In recent years, the Russian military has achieved major breakthroughs in the development of unmanned systems. Russian investments in artificial intelligence and other emerging technologies will help their soldiers counter the physical, cognitive, and operational challenges of urban warfare and perform better in future conflicts. In fact, Russia’s Military Industrial Committee has approved plans to derive 30% of Russia’s combat power from remote-controlled systems and platforms enabled by artificial intelligence by 2030. Russia is currently working on two tank-like combat systems referred to as Shturm (Storm) and Soratnik (Ally). According to the Russian defense manufacturer Kalashnikov, “Robot tanks do not need crews. Robots without human intervention will detect enemy weapons, destroy them, and issue target designations.”  This certainly indicates Russia’s intent to develop unmanned combat systems without need for a human in the decision loop.


With near-peer adversaries aggressively pursuing RAS development, the US DoD is investing heavily in land robotics which are becoming ever more crucial for gaining overmatch in possible high-intensity conflict. These added investments in advanced technologies will increase Warfighter lethality, transform situational awareness and remove soldiers from dangerous situations. The U.S. 2018 National Defense Strategy of the United States of America, in describing DOD’s strategic approach, states: The Department will invest broadly in military application of autonomy, artificial intelligence, and machine learning, including rapid application of commercial breakthroughs, to gain competitive military advantages. In this regard, the Army and Marines are directed to pursue RAS and AI in support of the National Defense Strategy, but there are also more practical reasons why the Army and Marines might emphasize the development of RAS and AI.



RAS Strategy

In March 2017, the Army published its Robotics and Autonomous Systems Strategy.  The Army describes its RAS objectives as follows:

1. Increase situational awareness. Complex terrain and enemy countermeasures limit soldiers’ abilities to see and fight at the battalion level and below. Advancements in RAS allow for persistent surveillance and reconnaissance over wide areas, often going where manned systems cannot, thereby increasing standoff distances, survivability and reaction time for commanders.

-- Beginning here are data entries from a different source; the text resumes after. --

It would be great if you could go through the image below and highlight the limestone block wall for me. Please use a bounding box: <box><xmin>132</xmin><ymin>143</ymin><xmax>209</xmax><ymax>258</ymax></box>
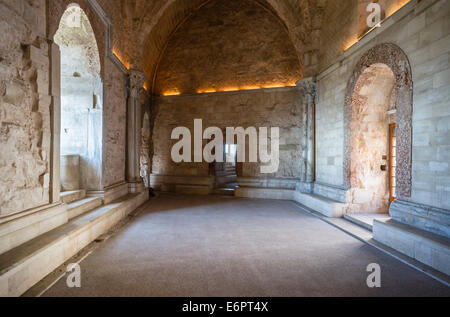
<box><xmin>0</xmin><ymin>0</ymin><xmax>130</xmax><ymax>217</ymax></box>
<box><xmin>319</xmin><ymin>0</ymin><xmax>411</xmax><ymax>72</ymax></box>
<box><xmin>102</xmin><ymin>58</ymin><xmax>127</xmax><ymax>189</ymax></box>
<box><xmin>152</xmin><ymin>87</ymin><xmax>305</xmax><ymax>181</ymax></box>
<box><xmin>0</xmin><ymin>0</ymin><xmax>50</xmax><ymax>216</ymax></box>
<box><xmin>316</xmin><ymin>0</ymin><xmax>450</xmax><ymax>210</ymax></box>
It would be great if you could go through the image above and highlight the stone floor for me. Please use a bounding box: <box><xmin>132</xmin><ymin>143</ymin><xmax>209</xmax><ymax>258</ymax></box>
<box><xmin>43</xmin><ymin>194</ymin><xmax>449</xmax><ymax>297</ymax></box>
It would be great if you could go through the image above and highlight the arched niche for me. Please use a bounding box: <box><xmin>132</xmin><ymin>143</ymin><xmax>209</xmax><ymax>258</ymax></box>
<box><xmin>54</xmin><ymin>4</ymin><xmax>104</xmax><ymax>191</ymax></box>
<box><xmin>344</xmin><ymin>43</ymin><xmax>413</xmax><ymax>205</ymax></box>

2. Lighten the soldiers’ physical and cognitive workloads. Excessive equipment requirements reduce stamina and endurance. Autonomous systems lighten equipment loads and increase soldier speed, mobility, stamina and effectiveness. Vast amounts of information overload leaders’ ability to make decisions. RAS facilitate mission command by collecting, organizing, and prioritizing data to facilitate decision-making as well as improving tactical mobility while reducing cyber, electronic, and physical signatures.

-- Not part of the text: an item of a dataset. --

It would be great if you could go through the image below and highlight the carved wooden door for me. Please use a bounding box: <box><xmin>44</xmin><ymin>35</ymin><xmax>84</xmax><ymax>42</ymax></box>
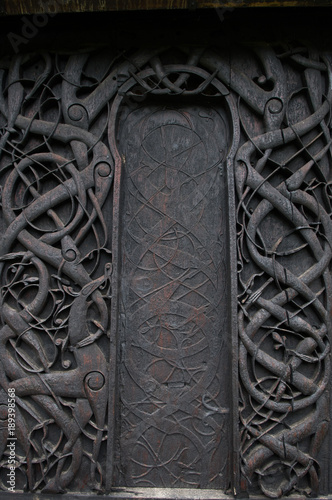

3. Sustain the force with increased distribution, throughput, and efficiency. Logistics distribution is resource intensive. Soldiers and teams become vulnerable at the end of extended supply lines. Air and ground unmanned systems and autonomy-based capabilities enhance logistics at every stage of supply movement to the most forward tactical resupply points. RAS move materiel to the most urgent points of need and provide options for Army logistics distribution to the warfighter.

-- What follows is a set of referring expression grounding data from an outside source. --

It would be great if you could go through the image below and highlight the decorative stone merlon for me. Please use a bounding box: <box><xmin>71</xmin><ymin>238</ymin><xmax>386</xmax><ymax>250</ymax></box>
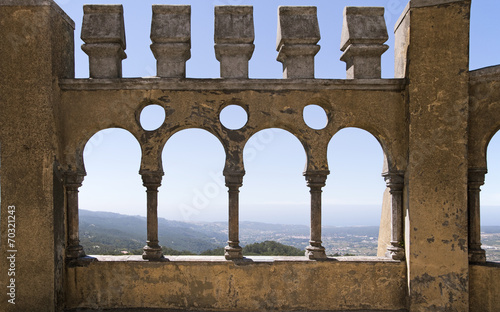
<box><xmin>81</xmin><ymin>5</ymin><xmax>127</xmax><ymax>79</ymax></box>
<box><xmin>340</xmin><ymin>7</ymin><xmax>388</xmax><ymax>79</ymax></box>
<box><xmin>151</xmin><ymin>5</ymin><xmax>191</xmax><ymax>78</ymax></box>
<box><xmin>276</xmin><ymin>6</ymin><xmax>320</xmax><ymax>79</ymax></box>
<box><xmin>214</xmin><ymin>6</ymin><xmax>254</xmax><ymax>79</ymax></box>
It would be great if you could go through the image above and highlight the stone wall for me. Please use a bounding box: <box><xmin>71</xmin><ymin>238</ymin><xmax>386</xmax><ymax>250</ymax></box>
<box><xmin>1</xmin><ymin>0</ymin><xmax>500</xmax><ymax>311</ymax></box>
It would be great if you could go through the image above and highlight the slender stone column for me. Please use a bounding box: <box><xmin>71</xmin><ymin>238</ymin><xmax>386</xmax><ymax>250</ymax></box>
<box><xmin>64</xmin><ymin>172</ymin><xmax>86</xmax><ymax>260</ymax></box>
<box><xmin>81</xmin><ymin>5</ymin><xmax>127</xmax><ymax>78</ymax></box>
<box><xmin>382</xmin><ymin>171</ymin><xmax>405</xmax><ymax>260</ymax></box>
<box><xmin>150</xmin><ymin>5</ymin><xmax>191</xmax><ymax>78</ymax></box>
<box><xmin>276</xmin><ymin>6</ymin><xmax>320</xmax><ymax>79</ymax></box>
<box><xmin>468</xmin><ymin>168</ymin><xmax>487</xmax><ymax>263</ymax></box>
<box><xmin>304</xmin><ymin>171</ymin><xmax>328</xmax><ymax>259</ymax></box>
<box><xmin>141</xmin><ymin>171</ymin><xmax>164</xmax><ymax>261</ymax></box>
<box><xmin>224</xmin><ymin>171</ymin><xmax>244</xmax><ymax>259</ymax></box>
<box><xmin>214</xmin><ymin>6</ymin><xmax>254</xmax><ymax>78</ymax></box>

4. Facilitate movement and maneuver. Joint combined arms maneuver in the 21st century requires ready ground combat forces capable of outmaneuvering adversaries physically and cognitively in all domains. Through credible forward presence and resilient battle formations, future ground forces integrate and synchronize joint, interorganizational, and multinational capabilities to create temporary windows of superiority across multiple domains; seize, retain, and exploit the initiative; and achieve military objectives. Investments in Anti-Access/Area Denial (A2/AD) capabilities allows future enemies to engage Army forces earlier and at greater distances. In addition, adversaries will look to emplace obstacles to threaten movement and maneuver across extended avenues of advance. As a counter, Army forces employ RAS to extend the depth of the area of operations and to provide responses to enemy action. RAS expand the time and space at which Army forces can operate and improve the ability to overcome obstacles.


5. Protect the force. The congested and contested future operational environment (OE) increases soldiers’ exposure to hazardous situations. RAS technologies will enhance soldiers’ survivability by providing greater standoff distance from enemy formations, rockets, artillery, and mortars as well as placing less soldiers at risk during convoy operations.


Of the five capability objectives, the priority in the near-term is to increase situational awareness and lighten the Soldier’s physical load, which will improve combat effectiveness of dismounted units. In the midterm, the priority is to improve sustainment and soldier protection with automated convoy operations. The autonomous technology within automated convoy operations will transfer to many other future initiatives such as unmanned combat vehicles. In the far-term, the priority is to facilitate maneuver with unmanned combat vehicles, which will increase capabilities within brigade combat teams.

Robotic Enhancement Program


Autonomy, Artificial intelligence, and Common control

Achieving the five capability objectives and integrating RAS into existing formations will take time and calls for an evolutionary approach.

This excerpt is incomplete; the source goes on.